8) How often is your target for Incinerate a creature as opposed to their nug? I bet it’s a lot. If that’s the case, why aren’t you playing Lash Out instead of Incinerate? I’m not going to say that it’s 100% correct, but it’s certainly worth considering. LSV and Owen Turtenwald are the ones who turned me onto this and they couldn’t be more right. In both cases, they were talking about replacing Incinerate in slower, midranges deck (RG Mana Ramp and Goblins, respectively), but in both cases they were right and it just seemed so obvious after the fact.

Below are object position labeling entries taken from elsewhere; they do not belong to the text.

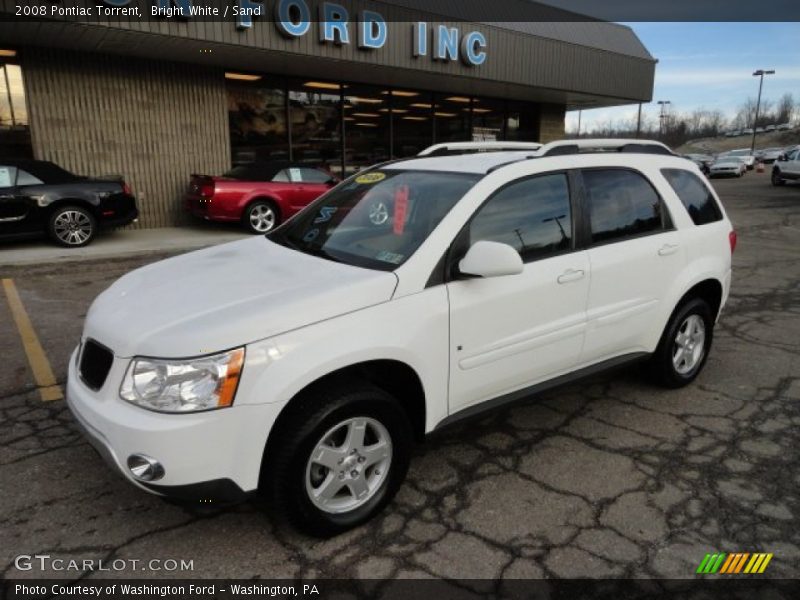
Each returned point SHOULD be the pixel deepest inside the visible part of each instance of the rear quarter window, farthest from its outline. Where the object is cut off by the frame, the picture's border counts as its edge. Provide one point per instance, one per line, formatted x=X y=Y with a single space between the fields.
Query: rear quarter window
x=695 y=196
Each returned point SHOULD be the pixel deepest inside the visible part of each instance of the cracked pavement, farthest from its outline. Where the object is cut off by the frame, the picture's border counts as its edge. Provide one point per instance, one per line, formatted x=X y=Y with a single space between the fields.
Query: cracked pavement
x=608 y=477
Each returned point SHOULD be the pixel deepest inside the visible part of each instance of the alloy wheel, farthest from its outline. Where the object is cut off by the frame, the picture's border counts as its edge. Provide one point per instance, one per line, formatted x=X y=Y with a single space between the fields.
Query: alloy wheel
x=73 y=227
x=348 y=465
x=262 y=218
x=689 y=346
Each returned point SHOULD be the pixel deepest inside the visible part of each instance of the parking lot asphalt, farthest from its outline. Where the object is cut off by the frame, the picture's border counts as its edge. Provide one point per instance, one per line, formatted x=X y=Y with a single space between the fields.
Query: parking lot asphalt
x=603 y=478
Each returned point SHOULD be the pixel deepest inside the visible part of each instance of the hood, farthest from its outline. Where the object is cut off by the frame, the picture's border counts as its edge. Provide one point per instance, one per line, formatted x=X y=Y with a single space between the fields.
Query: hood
x=226 y=296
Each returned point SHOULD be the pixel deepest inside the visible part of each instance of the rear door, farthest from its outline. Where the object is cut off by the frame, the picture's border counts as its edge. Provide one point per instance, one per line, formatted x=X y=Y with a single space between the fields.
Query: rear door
x=508 y=333
x=635 y=255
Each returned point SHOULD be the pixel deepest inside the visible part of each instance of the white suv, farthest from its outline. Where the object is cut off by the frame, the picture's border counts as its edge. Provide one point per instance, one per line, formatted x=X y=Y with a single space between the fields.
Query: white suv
x=306 y=363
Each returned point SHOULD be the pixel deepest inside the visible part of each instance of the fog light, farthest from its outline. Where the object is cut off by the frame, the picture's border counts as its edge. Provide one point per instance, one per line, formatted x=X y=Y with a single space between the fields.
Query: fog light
x=144 y=468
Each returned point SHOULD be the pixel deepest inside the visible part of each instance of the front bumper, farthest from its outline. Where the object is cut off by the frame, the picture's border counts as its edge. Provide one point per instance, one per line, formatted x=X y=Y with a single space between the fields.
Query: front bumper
x=207 y=456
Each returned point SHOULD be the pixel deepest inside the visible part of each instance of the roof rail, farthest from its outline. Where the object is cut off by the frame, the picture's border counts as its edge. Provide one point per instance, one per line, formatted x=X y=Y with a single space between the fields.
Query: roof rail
x=563 y=147
x=468 y=147
x=587 y=146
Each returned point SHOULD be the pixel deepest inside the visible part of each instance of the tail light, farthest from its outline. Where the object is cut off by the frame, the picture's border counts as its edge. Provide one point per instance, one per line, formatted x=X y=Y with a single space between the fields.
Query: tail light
x=207 y=189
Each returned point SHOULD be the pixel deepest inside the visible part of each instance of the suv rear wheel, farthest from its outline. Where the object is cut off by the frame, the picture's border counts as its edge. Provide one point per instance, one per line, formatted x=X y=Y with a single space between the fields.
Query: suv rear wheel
x=339 y=458
x=684 y=346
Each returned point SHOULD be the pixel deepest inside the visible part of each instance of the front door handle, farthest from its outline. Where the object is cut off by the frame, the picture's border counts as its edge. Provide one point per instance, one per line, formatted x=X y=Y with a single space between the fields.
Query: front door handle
x=668 y=249
x=571 y=275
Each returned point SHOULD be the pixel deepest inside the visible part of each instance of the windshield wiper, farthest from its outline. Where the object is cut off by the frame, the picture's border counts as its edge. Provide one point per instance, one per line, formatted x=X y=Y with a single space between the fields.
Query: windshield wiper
x=321 y=253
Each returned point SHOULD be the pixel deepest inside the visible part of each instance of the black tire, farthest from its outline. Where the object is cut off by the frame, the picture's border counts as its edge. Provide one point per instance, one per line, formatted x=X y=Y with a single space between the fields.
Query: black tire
x=286 y=462
x=71 y=226
x=661 y=366
x=261 y=216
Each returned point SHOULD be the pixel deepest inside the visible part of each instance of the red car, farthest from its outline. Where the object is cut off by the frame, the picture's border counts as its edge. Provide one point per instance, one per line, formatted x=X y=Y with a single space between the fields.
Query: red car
x=259 y=195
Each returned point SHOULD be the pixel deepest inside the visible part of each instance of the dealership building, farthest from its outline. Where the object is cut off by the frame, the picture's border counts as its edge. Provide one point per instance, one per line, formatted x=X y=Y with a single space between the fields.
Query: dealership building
x=338 y=84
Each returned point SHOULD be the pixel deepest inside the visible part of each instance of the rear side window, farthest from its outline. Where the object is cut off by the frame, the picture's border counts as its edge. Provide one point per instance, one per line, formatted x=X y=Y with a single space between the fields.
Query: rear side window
x=622 y=204
x=532 y=216
x=281 y=176
x=25 y=178
x=313 y=176
x=8 y=176
x=695 y=196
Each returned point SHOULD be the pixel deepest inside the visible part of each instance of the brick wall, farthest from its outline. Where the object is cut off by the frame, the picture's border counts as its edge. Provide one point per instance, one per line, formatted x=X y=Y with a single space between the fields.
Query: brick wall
x=153 y=122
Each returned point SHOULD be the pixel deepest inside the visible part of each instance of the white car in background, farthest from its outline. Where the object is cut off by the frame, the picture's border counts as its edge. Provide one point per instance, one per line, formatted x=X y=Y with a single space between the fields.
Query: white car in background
x=744 y=154
x=305 y=363
x=727 y=166
x=787 y=167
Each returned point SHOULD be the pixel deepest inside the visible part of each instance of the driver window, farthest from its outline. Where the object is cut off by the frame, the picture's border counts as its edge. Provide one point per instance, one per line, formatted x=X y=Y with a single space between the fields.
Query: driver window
x=533 y=216
x=8 y=176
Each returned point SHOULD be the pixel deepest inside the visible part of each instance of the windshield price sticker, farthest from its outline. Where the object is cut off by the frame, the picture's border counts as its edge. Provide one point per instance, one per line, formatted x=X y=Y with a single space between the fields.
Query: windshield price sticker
x=373 y=177
x=400 y=209
x=5 y=177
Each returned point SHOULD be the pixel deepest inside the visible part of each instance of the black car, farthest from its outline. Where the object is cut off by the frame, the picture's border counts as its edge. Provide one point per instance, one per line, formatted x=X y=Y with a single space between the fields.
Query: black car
x=39 y=196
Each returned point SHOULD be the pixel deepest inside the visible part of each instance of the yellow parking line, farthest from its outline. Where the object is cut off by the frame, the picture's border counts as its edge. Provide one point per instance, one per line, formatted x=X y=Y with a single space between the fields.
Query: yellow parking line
x=42 y=372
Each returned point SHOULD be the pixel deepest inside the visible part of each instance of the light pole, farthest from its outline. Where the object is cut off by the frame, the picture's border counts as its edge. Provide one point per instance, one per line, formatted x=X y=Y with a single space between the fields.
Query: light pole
x=662 y=117
x=639 y=122
x=760 y=73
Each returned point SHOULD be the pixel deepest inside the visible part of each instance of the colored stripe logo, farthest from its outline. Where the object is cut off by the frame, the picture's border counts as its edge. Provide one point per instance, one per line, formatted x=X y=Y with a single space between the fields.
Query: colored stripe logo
x=735 y=563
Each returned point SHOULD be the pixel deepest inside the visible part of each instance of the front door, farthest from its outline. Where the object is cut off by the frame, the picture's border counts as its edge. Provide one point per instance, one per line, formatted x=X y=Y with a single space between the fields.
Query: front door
x=14 y=208
x=507 y=333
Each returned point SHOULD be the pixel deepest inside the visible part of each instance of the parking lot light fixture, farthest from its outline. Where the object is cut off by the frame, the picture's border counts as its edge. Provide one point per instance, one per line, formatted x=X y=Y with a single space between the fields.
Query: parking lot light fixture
x=760 y=73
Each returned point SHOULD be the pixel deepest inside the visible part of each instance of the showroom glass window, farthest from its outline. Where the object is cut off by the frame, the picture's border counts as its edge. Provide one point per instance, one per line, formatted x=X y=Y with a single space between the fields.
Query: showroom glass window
x=452 y=115
x=487 y=119
x=413 y=121
x=533 y=216
x=15 y=138
x=257 y=118
x=522 y=122
x=622 y=204
x=694 y=195
x=315 y=111
x=367 y=127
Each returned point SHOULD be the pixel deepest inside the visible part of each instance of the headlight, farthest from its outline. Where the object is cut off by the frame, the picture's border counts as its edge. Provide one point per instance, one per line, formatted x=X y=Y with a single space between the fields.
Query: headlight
x=183 y=385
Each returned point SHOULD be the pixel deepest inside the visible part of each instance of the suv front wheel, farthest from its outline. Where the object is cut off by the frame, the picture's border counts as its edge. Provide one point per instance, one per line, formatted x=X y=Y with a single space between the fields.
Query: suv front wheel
x=339 y=457
x=685 y=344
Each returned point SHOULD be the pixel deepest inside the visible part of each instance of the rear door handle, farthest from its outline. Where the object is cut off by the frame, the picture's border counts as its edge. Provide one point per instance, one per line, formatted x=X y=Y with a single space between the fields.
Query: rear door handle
x=571 y=275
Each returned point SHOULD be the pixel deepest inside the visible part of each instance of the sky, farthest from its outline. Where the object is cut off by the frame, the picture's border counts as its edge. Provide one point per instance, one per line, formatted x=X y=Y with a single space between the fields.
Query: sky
x=710 y=66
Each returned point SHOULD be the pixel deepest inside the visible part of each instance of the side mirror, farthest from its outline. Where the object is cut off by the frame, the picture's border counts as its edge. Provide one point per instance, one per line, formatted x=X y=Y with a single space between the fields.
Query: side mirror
x=490 y=259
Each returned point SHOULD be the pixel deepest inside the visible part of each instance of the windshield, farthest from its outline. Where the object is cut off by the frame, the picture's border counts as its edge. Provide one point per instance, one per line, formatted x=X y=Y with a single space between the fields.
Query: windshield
x=376 y=219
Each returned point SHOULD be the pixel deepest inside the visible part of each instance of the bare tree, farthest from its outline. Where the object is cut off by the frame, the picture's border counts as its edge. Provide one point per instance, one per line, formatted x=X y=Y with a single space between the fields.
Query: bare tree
x=785 y=109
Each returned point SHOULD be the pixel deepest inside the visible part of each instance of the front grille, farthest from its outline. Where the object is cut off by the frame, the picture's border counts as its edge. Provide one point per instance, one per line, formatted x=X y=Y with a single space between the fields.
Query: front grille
x=95 y=364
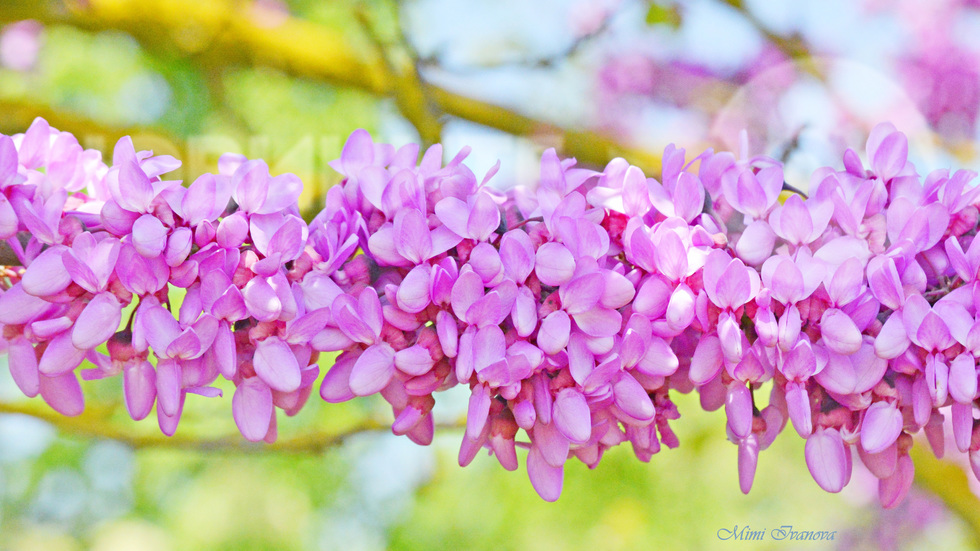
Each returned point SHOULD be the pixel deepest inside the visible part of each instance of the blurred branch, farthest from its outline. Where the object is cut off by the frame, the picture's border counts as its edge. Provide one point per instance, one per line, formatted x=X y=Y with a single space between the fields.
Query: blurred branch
x=793 y=45
x=94 y=423
x=18 y=116
x=225 y=33
x=948 y=482
x=409 y=92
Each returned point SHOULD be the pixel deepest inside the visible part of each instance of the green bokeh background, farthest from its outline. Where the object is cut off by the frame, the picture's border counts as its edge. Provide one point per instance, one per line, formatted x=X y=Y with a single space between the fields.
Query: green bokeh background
x=65 y=489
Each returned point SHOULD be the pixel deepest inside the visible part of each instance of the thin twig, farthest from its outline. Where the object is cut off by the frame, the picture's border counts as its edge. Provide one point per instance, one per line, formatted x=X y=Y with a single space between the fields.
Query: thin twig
x=94 y=423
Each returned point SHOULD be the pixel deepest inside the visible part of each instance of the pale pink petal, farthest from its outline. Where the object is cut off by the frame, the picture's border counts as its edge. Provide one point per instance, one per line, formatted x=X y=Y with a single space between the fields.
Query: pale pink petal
x=825 y=457
x=373 y=370
x=97 y=323
x=63 y=393
x=551 y=442
x=412 y=239
x=414 y=360
x=517 y=255
x=881 y=426
x=707 y=360
x=545 y=478
x=756 y=242
x=572 y=416
x=335 y=387
x=582 y=293
x=139 y=389
x=251 y=406
x=892 y=490
x=633 y=399
x=276 y=365
x=963 y=379
x=881 y=464
x=413 y=292
x=839 y=332
x=748 y=460
x=22 y=361
x=60 y=356
x=483 y=219
x=893 y=339
x=46 y=274
x=168 y=385
x=798 y=406
x=738 y=409
x=554 y=264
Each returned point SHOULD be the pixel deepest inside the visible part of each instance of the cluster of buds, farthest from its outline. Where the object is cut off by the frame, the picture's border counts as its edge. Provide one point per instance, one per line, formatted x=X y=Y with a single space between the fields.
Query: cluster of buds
x=569 y=311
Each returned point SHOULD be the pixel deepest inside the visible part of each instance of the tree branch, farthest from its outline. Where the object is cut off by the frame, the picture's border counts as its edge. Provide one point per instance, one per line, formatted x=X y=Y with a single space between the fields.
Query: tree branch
x=221 y=32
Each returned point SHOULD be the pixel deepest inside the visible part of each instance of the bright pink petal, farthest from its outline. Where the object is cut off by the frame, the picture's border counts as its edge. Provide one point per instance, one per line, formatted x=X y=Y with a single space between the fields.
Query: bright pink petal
x=881 y=426
x=373 y=370
x=139 y=389
x=276 y=365
x=251 y=406
x=98 y=321
x=554 y=264
x=825 y=457
x=63 y=393
x=572 y=416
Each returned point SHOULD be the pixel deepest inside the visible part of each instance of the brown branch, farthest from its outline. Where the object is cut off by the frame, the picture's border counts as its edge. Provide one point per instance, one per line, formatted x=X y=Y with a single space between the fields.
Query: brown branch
x=407 y=87
x=225 y=34
x=94 y=423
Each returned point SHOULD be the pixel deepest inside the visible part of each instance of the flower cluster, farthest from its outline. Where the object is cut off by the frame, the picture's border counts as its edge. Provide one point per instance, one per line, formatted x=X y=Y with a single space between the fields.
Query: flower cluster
x=569 y=311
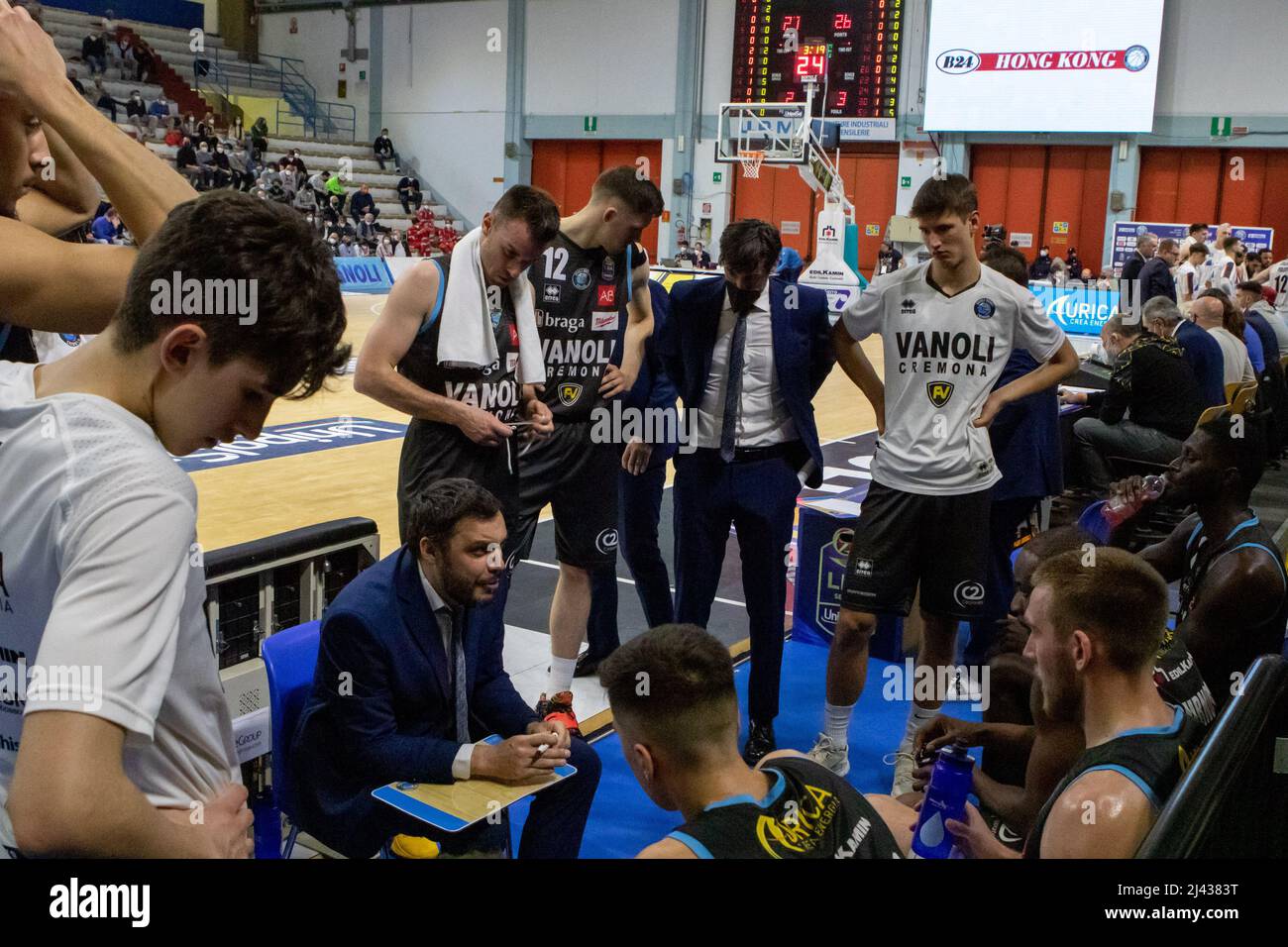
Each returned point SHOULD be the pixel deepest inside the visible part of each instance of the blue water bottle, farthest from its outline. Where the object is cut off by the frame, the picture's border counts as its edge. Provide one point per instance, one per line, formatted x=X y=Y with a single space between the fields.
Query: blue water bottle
x=945 y=799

9) Raking Canopy is not the end of Faeries. Some other authors have been over this already, but I have to back them up. Faeries doesn’t really care about the Canopy as long as you aren’t also trying to kill them. If you feel safe behind your Canopy, think again. Faeries switches into defense mode and a few turns down the road you find it’s hard to bust through their army of Bitterblossom tokens, a bunch of manlands with mana untapped, and a Scion of Oona.
You have to take the initiative. Merfolk was excellent at doing this against opponents who don’t interact with them in the first two or three turns. Faeries is setting up, meanwhile Merfolk is going off with Reejerey and Banneret, vomiting five guys into play.
Kithkin, Elves, Merfolk, and R/g Aggro have the best shot of beating Faeries because they have aggressive mana curves. I’m sure even Bill Stark Clanger deck could beat Faeries in a game or two. Trust me when I say you don’t want to play the waiting game against them.
There are certain exceptions to this rule, like most rules. Reveillark, for example, has a much better end game than Faeries does. If Reveillark can find a couple of Raking Canopies early, they could be well on their way to buying some time to go infinite. Splashing Raking Canopy and being able to piece together your combo is capable because of two cards I already talked about: Reflecting Pool and Primal Command.
10) Murderous Redcap is not as good as advertised. Surely in a previous format this card would have been an all star, but Wizards has gone a long way in pushing the power of creatures. 1/1s and 2/2s just aren’t as good as they used to be, and there just aren’t enough little animals running around in this metagame for Redcap to be as good as he should be.
11) Garruk may make a comeback at PT: Hollywood. As of late, I’ve seen a significant drop in the number of planeswalkers. With Faeries and Reveillark chock full of fliers, Garruk didn’t live long in the old metagame. However, with Reveillark taking a dive and most savvy metagamers out there looking for a way to beat Faeries instead of joining them, Garruk is poised to make his big return.
Sulfurous Blast was the great Garruk catchall, but most new lists that I’ve seen run Firespout instead.
At Worlds, Garruk was the card to beat. Green mirrors were decided by who went first and got the free 3/3. That situation is probably going to happen again at the Pro Tour. Granted, Cloudthresher is still around, but he often doesn’t come down early enough to solve the problem.
…
I promised ten things, and provided eleven. I’m just a giving person.
I hope this article will help you in your future endeavors, unless of course you are playing against me. I will probably be taking a look at Block next since there has been some requests for that. Despite it being the next PTQ format, almost no one has written anything about it. If you any questions or comments, hit me up in the forums. I will most likely reply promptly as I have nothing to do in between rounds.
GerryT
* I don’t actually play that much right now because of MTGO Version 3, and the fact that the Constructed queues don’t work at the time of writing, but this is not an exaggeration.